Amidst concerns that employees could be entering sensitive information into the ChatGPT artificial intelligence model, a data privacy vendor has launched a redaction tool aimed at reducing companies' risk from inadvertently exposing customer and employee data.
Private AI's new PrivateGPT platform integrates with OpenAI's high-profile chatbot, automatically redacting 50+ types of personally identifiable information (PII) in real time as users enter ChatGPT prompts.
PrivateGPT sits in the middle of the chat process, stripping out everything from health data and credit-card information to contact data, dates of birth, and Social Security numbers from user prompts, before sending them through to ChatGPT. When ChatGPT responds, PrivateGPT re-populates the PII within the answer, to make the experience more seamless for users, according to a statement this week from PrivateGPT creator Private AI.
"Generative AI will only have a space within our organizations and societies if the right tools exist to make it safe to use," said Patricia Thaine, co-founder and CEO of Private AI, in a statement. "By sharing personal information with third-party organizations, [companies] lose control over how that data is stored and used, putting themselves at serious risk of compliance violations."
Privacy Risks & ChatGPT
Every time a user enters data into a prompt for ChatGPT, the information is ingested into the service's LLM data set, used to train the next generation of the algorithm. The concern is that the information could be retrieved at a later date if proper data security isn't in place for the service.

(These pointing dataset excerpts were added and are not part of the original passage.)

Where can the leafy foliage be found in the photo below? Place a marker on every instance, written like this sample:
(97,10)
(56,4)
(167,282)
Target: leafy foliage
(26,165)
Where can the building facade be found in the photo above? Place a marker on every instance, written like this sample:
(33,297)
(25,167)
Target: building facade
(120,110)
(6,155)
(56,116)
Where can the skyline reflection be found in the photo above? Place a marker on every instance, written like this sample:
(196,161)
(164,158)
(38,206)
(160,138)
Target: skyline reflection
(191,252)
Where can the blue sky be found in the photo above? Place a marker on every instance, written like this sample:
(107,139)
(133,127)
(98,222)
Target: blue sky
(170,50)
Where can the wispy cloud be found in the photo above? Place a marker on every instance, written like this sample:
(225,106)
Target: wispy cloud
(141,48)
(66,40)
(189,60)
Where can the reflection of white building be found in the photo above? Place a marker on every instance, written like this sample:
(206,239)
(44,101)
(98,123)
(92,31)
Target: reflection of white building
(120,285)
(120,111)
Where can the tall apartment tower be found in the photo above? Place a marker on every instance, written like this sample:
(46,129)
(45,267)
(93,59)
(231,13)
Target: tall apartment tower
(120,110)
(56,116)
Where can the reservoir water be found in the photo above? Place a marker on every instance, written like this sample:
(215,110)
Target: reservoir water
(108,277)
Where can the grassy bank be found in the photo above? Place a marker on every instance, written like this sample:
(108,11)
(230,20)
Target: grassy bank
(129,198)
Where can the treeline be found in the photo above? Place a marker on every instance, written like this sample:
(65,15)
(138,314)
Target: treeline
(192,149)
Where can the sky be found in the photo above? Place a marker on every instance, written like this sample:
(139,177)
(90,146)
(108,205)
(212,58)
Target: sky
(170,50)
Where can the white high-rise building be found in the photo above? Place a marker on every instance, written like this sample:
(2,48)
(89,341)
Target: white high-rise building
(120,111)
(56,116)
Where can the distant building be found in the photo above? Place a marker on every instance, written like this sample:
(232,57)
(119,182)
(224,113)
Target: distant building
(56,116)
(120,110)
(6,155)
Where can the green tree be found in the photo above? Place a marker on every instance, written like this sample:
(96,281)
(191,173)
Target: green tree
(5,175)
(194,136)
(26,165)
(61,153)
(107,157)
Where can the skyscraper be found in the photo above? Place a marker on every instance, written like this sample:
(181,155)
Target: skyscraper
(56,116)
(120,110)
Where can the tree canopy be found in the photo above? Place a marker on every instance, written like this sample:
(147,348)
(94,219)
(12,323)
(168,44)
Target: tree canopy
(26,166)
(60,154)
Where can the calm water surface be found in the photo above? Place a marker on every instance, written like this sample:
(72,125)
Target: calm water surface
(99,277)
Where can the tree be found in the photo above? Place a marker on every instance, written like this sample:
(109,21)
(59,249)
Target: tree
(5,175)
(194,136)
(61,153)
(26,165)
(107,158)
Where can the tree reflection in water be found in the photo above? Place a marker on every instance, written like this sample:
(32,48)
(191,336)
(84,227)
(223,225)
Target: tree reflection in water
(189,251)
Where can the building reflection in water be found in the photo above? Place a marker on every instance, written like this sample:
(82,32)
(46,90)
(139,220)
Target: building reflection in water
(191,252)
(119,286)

"The aspect of AI consuming all input as source material for others queries presents a black box of uncertainty as to exactly how and where a company's data would end up and completely upends the tight data security at the heart of most all companies today," warns Roy Akerman, co-founder and CEO at Rezonate.
This risk of data exposure is not theoretical, it should be noted: OpenAI in March acknowledged a bug that released users' chat histories, after screen shots of private chats started showing up on Reddit.
OpenAI has warned users to be selective when using ChatGPT: "We are not able to delete specific prompts from your history. Please don't share any sensitive information in your conversations," OpenAI's user guide notes.
Yet employees are still learning about how to handle privacy when it comes to ChatGPT, even as the service sees a dizzying amount of adoption (it reached the milestone of 100 million users in record time, just two months after launch).
In a recent report, data security service Cyberhaven detected and blocked requests to input sensitive data into ChatGPT from 4.2% of the 1.6 million workers at its client companies, including confidential information, client data, source code, and regulated information.
As a concrete example of the phenomenon, earlier in the month it came to light that Samsung engineers had made three significant leaks to ChatGPT: buggy source code from a semiconductor database, code for identifying defects in certain Samsung equipment, and the minutes of an internal meeting.
"The wide adoption of AI language models is becoming widely accepted as a means of accelerating delivery of code creation and analysis," says Akerman. "Yet data leakage is most often a by-product of that speed, efficiency, and quality. Developers worldwide are anxious to use these technologies, yet guidance from engineering management has yet to be put in place on the do's and don'ts of AI usage to ensure data privacy is respected and maintained."